In this paper, historical subway passenger flow is divided into three patterns (close, daily, and weekly). The close pattern represents the recent time, while the daily and weekly patterns represent the historical situation of passenger flow at the target time on different days or weeks. For example, if we predict the passenger flow in the next time slice. The close patterns of the target data are the previous few time slices before the target time. The daily patterns are the time slices at the same time in the previous few days. In addition, the weekly patterns are the time slices at the same time in the previous few weeks. Different patterns assist in studying the influence of periodic time slices on subway passenger flow at the target time. The prediction process is shown in
Figure 1.
This paper builds a hybrid neural network model GCTN (graph convolutional and comprehensive temporal neural network) to solve the problem of prediction in subway passenger flow. In addition to capturing the spatiotemporal dependency, the proposed model considers the correlation between stations with different time steps to strengthen the long-term passenger flow prediction.
At present, the commonly used long-term prediction method is autoregressive multi-step prediction. However, the predicted error will spread and gradually accumulate in the autoregressive multi-step prediction. Therefore, we directly model long-term temporal dependency from historical data, which is used to predict multiple target flows. Meanwhile, to avoid error diffusion, we carry out parallel training through the joint loss of multiple time steps, which may achieve a more accurate multi-step prediction. The model is tested and verified by the passenger flow data in time intervals (TIs) of 10 min, 20 min, and 30 min.
5. Conclusions
Aiming at the problem of subway passenger flow prediction, we argue that the existing works ignore the spatial influence of the import and export of subway stations and the influence of global stations on specific stations. In addition, many methods are based on a single RNN model or its variations, or the Transformer model, which has limitations in capturing temporal features. This paper proposed a hybrid neural network, GCTN, to solve these problems.

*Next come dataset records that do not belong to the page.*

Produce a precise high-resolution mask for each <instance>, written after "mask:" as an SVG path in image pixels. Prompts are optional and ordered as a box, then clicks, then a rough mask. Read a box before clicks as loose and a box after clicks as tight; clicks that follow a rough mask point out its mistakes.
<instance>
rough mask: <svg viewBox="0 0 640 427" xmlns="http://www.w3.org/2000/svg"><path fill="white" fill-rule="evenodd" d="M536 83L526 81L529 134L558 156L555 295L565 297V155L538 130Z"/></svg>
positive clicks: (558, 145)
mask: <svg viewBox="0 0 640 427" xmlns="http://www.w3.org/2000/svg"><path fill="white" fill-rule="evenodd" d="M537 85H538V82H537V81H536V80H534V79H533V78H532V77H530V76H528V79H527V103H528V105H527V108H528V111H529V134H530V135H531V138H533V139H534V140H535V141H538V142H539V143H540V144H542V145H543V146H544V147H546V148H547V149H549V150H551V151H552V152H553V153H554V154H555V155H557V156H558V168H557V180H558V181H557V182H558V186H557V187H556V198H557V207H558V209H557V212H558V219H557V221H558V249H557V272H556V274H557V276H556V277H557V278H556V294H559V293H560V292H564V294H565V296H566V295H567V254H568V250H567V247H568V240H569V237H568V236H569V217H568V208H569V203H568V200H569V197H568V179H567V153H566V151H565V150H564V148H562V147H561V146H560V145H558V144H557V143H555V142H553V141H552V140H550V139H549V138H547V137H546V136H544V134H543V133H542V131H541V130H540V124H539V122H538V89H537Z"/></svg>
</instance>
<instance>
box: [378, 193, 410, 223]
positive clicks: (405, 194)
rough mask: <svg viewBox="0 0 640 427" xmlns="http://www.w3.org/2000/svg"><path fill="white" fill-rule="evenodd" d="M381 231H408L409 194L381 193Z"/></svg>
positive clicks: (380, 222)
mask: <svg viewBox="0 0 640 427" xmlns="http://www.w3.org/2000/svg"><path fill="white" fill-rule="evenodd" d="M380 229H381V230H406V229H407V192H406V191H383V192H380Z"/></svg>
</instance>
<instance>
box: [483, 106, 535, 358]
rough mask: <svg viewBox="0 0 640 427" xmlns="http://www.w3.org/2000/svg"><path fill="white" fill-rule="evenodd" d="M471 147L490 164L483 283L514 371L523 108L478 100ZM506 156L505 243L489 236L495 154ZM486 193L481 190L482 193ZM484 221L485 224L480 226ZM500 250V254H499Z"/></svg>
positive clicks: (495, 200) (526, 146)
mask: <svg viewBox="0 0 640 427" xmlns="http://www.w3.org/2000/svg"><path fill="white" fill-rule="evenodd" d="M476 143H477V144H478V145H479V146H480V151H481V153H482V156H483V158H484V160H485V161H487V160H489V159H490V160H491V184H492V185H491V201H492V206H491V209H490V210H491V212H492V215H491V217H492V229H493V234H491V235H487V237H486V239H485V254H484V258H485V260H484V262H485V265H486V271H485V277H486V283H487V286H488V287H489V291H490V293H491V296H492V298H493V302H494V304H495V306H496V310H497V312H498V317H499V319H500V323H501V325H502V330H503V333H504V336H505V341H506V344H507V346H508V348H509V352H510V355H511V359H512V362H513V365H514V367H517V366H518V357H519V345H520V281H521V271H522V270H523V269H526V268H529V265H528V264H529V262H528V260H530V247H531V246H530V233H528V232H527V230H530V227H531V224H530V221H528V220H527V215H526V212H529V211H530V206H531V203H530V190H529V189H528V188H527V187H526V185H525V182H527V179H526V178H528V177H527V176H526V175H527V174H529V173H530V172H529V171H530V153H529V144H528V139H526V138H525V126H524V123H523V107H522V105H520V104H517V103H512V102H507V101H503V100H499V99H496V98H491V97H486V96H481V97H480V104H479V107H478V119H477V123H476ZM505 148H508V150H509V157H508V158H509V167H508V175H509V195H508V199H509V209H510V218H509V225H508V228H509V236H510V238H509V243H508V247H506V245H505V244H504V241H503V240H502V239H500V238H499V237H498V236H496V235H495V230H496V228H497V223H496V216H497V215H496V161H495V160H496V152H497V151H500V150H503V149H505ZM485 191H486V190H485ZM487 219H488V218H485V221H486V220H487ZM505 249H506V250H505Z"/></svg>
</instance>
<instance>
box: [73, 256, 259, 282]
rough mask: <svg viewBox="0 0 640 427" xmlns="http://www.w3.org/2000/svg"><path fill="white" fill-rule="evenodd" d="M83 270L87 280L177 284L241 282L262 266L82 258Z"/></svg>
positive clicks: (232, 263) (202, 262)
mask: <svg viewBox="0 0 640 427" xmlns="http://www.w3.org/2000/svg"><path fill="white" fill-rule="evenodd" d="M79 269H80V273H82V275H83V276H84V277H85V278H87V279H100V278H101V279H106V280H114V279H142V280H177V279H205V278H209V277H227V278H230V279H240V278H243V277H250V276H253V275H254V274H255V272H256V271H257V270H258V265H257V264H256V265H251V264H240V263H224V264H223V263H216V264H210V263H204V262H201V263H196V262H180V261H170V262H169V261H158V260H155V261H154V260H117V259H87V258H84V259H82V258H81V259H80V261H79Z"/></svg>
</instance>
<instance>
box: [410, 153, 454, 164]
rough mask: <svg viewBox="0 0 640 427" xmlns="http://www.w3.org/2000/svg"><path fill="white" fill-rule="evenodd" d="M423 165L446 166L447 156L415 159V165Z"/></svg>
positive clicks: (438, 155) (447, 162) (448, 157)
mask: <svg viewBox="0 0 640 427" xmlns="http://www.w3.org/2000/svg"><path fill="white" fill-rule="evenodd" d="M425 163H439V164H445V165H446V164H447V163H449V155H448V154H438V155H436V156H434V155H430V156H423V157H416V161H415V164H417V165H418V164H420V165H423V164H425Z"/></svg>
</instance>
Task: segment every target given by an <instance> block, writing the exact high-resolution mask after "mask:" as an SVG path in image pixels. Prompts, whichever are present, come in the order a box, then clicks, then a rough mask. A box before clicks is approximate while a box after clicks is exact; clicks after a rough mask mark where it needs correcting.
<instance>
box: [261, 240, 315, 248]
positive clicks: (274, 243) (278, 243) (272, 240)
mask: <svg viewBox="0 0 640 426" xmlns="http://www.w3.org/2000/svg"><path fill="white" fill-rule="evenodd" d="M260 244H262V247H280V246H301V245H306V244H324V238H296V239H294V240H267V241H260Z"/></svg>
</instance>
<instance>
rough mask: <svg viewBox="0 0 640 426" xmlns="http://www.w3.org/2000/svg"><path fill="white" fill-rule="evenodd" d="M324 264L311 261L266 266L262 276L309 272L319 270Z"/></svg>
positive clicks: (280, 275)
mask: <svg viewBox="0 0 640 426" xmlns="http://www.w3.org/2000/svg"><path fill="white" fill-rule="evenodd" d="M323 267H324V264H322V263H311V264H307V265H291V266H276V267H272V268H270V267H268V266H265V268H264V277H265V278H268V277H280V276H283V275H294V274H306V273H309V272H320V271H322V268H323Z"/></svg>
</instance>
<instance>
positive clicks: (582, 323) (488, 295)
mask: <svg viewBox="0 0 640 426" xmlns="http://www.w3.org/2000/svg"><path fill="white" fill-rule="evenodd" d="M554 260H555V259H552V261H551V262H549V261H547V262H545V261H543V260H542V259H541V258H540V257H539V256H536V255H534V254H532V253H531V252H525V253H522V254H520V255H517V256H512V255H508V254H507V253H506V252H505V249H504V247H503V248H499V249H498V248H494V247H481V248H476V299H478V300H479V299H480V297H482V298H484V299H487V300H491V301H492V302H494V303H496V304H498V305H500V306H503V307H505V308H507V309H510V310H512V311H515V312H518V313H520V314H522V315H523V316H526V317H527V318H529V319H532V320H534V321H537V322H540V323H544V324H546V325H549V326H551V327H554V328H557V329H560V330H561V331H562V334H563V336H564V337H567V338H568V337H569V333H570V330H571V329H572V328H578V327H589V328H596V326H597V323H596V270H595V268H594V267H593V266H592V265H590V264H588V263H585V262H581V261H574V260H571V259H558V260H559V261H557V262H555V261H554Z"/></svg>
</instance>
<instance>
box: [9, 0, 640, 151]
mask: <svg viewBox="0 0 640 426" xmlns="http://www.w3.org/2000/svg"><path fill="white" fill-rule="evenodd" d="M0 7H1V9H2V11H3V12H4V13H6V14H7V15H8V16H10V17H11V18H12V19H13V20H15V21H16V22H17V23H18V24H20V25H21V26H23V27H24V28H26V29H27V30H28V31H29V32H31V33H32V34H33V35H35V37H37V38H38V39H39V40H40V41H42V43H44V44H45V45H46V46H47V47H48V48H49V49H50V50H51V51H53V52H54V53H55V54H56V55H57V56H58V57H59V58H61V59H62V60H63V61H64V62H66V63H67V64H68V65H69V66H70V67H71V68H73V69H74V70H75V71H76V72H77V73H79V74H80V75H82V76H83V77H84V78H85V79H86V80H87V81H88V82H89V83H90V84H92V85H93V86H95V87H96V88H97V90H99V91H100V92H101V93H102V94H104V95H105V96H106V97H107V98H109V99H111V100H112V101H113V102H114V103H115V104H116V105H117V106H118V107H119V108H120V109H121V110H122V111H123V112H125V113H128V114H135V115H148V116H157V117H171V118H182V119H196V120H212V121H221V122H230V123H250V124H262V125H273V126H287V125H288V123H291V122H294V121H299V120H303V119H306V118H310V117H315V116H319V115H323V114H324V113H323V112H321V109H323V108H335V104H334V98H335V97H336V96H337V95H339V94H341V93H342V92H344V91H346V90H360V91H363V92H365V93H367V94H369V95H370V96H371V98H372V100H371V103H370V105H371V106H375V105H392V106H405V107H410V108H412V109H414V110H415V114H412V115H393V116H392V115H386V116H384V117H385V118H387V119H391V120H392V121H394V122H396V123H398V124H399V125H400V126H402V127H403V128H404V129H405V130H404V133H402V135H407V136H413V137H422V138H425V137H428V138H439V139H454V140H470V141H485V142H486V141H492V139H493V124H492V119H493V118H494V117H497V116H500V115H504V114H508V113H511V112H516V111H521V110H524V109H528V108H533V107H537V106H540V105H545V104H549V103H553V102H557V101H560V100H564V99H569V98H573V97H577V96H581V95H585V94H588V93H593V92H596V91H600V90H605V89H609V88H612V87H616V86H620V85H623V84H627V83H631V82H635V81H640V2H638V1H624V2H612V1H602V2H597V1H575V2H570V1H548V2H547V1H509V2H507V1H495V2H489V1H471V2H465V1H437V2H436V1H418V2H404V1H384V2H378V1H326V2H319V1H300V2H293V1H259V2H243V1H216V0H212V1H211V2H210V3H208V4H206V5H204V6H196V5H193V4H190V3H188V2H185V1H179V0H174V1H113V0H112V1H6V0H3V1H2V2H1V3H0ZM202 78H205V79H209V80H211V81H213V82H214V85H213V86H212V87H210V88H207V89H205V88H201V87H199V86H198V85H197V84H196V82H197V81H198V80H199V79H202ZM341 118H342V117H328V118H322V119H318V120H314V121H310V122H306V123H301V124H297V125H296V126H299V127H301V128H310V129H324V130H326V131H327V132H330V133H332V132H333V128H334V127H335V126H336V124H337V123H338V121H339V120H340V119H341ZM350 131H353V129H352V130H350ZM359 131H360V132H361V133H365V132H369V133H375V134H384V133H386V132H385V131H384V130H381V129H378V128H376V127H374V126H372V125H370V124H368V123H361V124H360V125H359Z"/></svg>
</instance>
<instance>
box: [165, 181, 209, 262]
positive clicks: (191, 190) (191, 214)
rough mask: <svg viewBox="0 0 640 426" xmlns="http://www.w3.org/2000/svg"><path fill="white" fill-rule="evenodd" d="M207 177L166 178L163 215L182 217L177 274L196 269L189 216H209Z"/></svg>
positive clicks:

We use Shanghai subway passenger flow data to test. The results show that MAE, RMSE, and WMAPE have achieved good performance in multi-step prediction. The GCTN has a better prediction performance in capturing the peak and the period when passenger flow changes quickly, which is more conducive to the practical application of the model. We compared the effects of different temporal combination modes, which show the combination of the close, daily, and weekly patterns can improve the prediction performance. Meanwhile, we verified the proposed improvements in the GCTN, and we think the combination of the CNN and Transformer is helpful. We found that the RMSE of the predicted flow of the station is positively correlated with import and export quantity and POI quantity.
However, some limitations still exist. Firstly, the period of the validation data set is not long enough to study the influence of long-temporal factors, such as seasons. Secondly, the influence of external factors, such as weather is not considered. Finally, we do not study the dynamic spatial characteristics, which may improve the spatial dependency. In the future, we will further explore the influence of external features and study the application of the GCTN in longer data sets. We also intend to study the influence of dynamic spatiotemporal features in the deep learning model and the differences between different kinds of attention mechanisms in global temporal features.